It’s Alive! Kind of…A story of a unique liver model for ultrasound research

Hand drawn vector created by freepik

What does it mean to be alive? Is it just the circulation of essential nutrients and oxygenated blood? For your organs, I would argue that is most certainly the case, or at least for the first few hours outside of your body.

These questions are the core of organ transplantation – that if you extract the organ from a donor and take care to preserve it, you will have a few hours to safely transport and distribute the organ. Another element of this process is usually a rerouting system which helps keep the patient or organ alive. For heart operations a patient will go on bypass, a machine that acts like your heart by pumping all of your blood.

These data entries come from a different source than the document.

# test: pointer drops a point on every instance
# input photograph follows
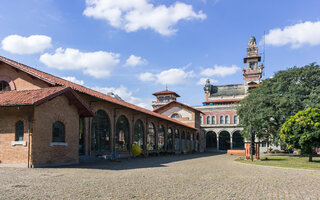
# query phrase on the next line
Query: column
(217, 142)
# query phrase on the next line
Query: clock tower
(252, 73)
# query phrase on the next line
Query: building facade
(46, 120)
(220, 122)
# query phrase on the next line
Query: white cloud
(98, 64)
(202, 81)
(132, 15)
(135, 60)
(171, 76)
(126, 95)
(74, 80)
(147, 76)
(220, 71)
(26, 45)
(296, 35)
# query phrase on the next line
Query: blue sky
(168, 42)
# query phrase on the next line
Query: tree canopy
(302, 131)
(268, 106)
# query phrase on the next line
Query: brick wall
(58, 109)
(9, 116)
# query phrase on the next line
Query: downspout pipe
(29, 139)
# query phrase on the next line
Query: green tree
(268, 106)
(302, 131)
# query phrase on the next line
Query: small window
(175, 115)
(227, 119)
(235, 119)
(167, 98)
(19, 131)
(58, 130)
(208, 119)
(221, 120)
(4, 86)
(213, 119)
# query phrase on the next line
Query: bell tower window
(4, 86)
(251, 65)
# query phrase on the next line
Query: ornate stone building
(220, 121)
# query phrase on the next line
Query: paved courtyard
(197, 176)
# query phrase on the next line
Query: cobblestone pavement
(196, 176)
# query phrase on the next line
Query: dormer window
(4, 86)
(175, 115)
(251, 65)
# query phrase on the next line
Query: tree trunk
(310, 157)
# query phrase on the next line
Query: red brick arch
(9, 81)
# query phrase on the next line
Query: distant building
(220, 121)
(167, 105)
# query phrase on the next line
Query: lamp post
(252, 146)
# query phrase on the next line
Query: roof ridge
(48, 88)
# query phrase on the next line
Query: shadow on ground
(136, 163)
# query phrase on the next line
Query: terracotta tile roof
(39, 96)
(176, 102)
(165, 92)
(56, 81)
(222, 100)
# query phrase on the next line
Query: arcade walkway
(197, 176)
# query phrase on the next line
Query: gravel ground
(196, 176)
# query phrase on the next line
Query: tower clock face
(251, 66)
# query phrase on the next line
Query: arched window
(213, 119)
(192, 141)
(100, 132)
(138, 133)
(175, 115)
(81, 135)
(19, 131)
(122, 134)
(177, 140)
(227, 121)
(58, 132)
(151, 137)
(170, 139)
(221, 120)
(161, 137)
(4, 86)
(235, 119)
(188, 142)
(183, 141)
(208, 119)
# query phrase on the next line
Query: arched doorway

For kidneys, a dialysis machine can be used to aid in the filtering of toxins that the organ normally performs.

So why is all of this important to an ultrasound researcher? One of the best organs to image with ultrasound is your liver as it is quite large (easier to find), close to your skin (no need to penetrate through lots of tissue), and relatively unobstructed by reflective objects such as your bones. This accessibility has led a large part of ultrasound research to focus on the liver, treating various liver diseases or cancers, as well as using it as a model for new therapies and treatments. However, livers don’t grow on trees, and researchers are limited to animal studies or clinical trials, all of which introduce new complications. Things like diseased or injured organs, resistance to treatment, or even allergies can disrupt the results of any experiment. Ideally, these researchers would have a liver that is still alive that they can then bring to the lab and perform their experiments on.

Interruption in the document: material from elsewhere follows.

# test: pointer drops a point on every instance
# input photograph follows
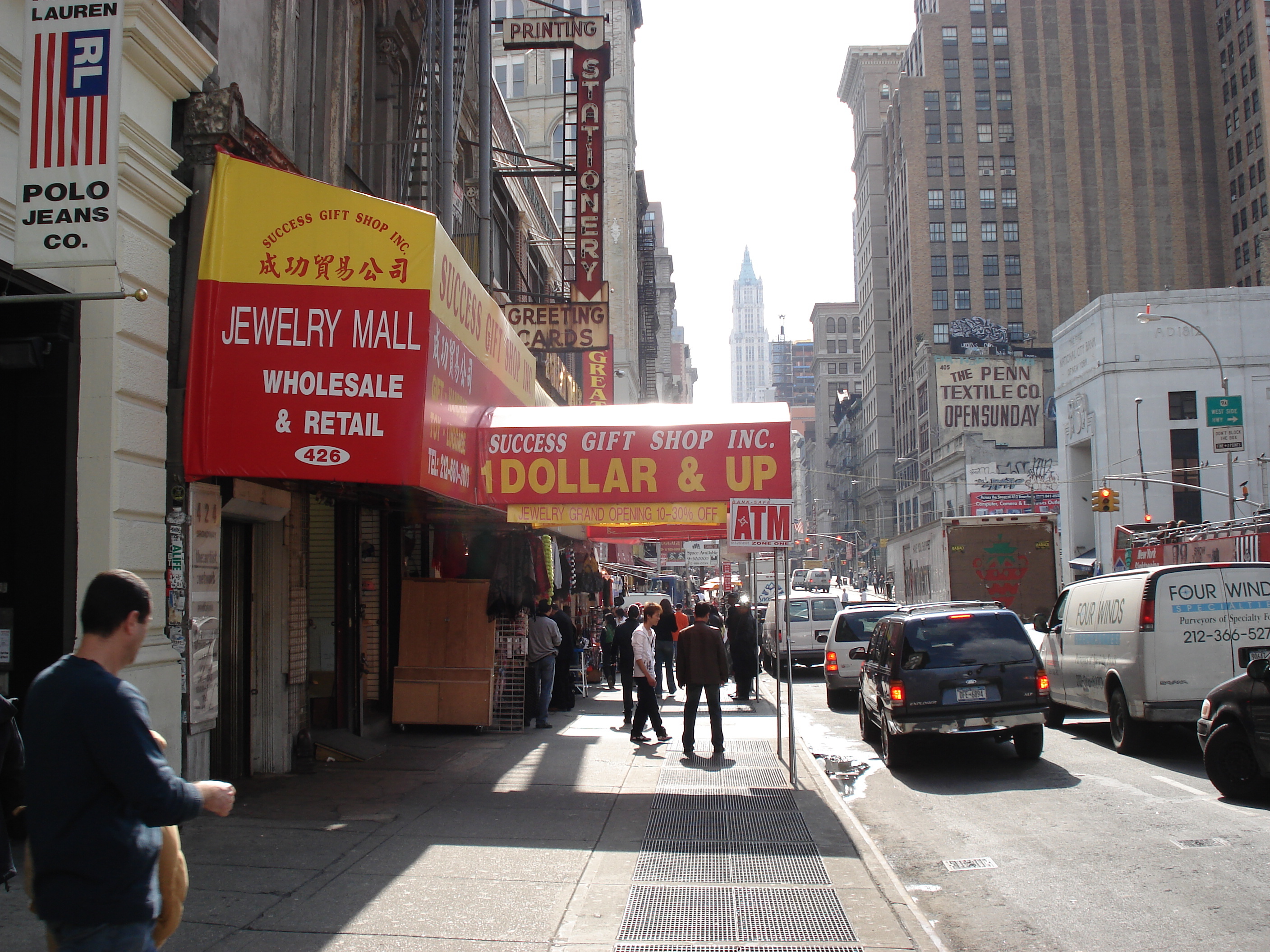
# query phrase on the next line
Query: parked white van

Within the past decade, this desire for a controlled environment liver model led some research groups to adapt the idea of organ transplantation to livers. What if instead of working with an animal model such as a pig, you were able to harvest its liver like an organ transplant, bring it back to your lab, and then attach said liver to a rerouting system to help keep it alive? Thus was born the machine perfused pig liver (MPL) model, a liver harvested from a pig, preserved and brought back to the lab, and then attached to a perfusion system which pumps essential nutrients and oxygenated blood at the same rate the pig’s heart normally would. Using this system, the liver does all of its normal functions for several hours even though it is sitting on a benchtop.

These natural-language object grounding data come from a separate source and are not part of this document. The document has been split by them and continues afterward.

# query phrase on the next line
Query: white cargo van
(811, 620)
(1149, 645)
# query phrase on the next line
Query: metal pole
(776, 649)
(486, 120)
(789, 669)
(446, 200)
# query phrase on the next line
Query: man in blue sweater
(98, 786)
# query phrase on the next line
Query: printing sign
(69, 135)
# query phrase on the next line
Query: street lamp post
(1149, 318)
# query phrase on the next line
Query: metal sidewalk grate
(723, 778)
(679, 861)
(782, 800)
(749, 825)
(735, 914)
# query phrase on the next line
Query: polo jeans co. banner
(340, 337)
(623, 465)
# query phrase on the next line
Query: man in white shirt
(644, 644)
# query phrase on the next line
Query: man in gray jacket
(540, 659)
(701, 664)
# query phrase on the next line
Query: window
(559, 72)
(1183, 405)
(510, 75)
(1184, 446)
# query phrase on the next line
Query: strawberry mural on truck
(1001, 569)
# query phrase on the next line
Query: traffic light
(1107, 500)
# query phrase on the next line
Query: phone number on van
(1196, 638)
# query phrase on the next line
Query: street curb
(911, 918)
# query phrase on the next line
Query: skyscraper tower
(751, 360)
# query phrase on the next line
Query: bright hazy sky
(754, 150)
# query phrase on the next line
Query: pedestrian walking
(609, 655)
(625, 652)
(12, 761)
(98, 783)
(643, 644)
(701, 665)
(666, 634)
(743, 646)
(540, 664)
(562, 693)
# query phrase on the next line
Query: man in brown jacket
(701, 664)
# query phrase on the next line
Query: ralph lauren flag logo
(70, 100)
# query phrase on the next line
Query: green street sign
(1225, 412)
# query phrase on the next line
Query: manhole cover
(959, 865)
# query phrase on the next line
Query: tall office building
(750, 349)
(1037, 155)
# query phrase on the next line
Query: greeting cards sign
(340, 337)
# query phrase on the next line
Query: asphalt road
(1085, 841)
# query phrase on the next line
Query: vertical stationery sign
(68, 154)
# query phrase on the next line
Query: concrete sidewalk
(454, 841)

Using the MPL model has afforded ultrasound researchers many unique opportunities to investigate therapies on living tissue. Experiments have ranged from improving ultrasound images with contrast agents, to destroying cancers by heating the tissue with energy from ultrasound. The control over the two major circulatory pathways into the liver, the hepatic artery and the portal vein, allows researchers to understand the biological effects of each pathway and investigate how blood clots might affect the health of the liver. While some may compare the MPL to a Frankenstein’s monster level of science, it is no different from any other organ transplant, and the boon of scientific research from this one model will be tremendously valuable for the years to come.


Lance De Koninck is a second-year bioengineering PhD student studying how to better deliver drugs using ultrasound. His research explorers how ultrasound can increase the temperature inside of cells, weakening them and assisting drugs to better penetrate these cells.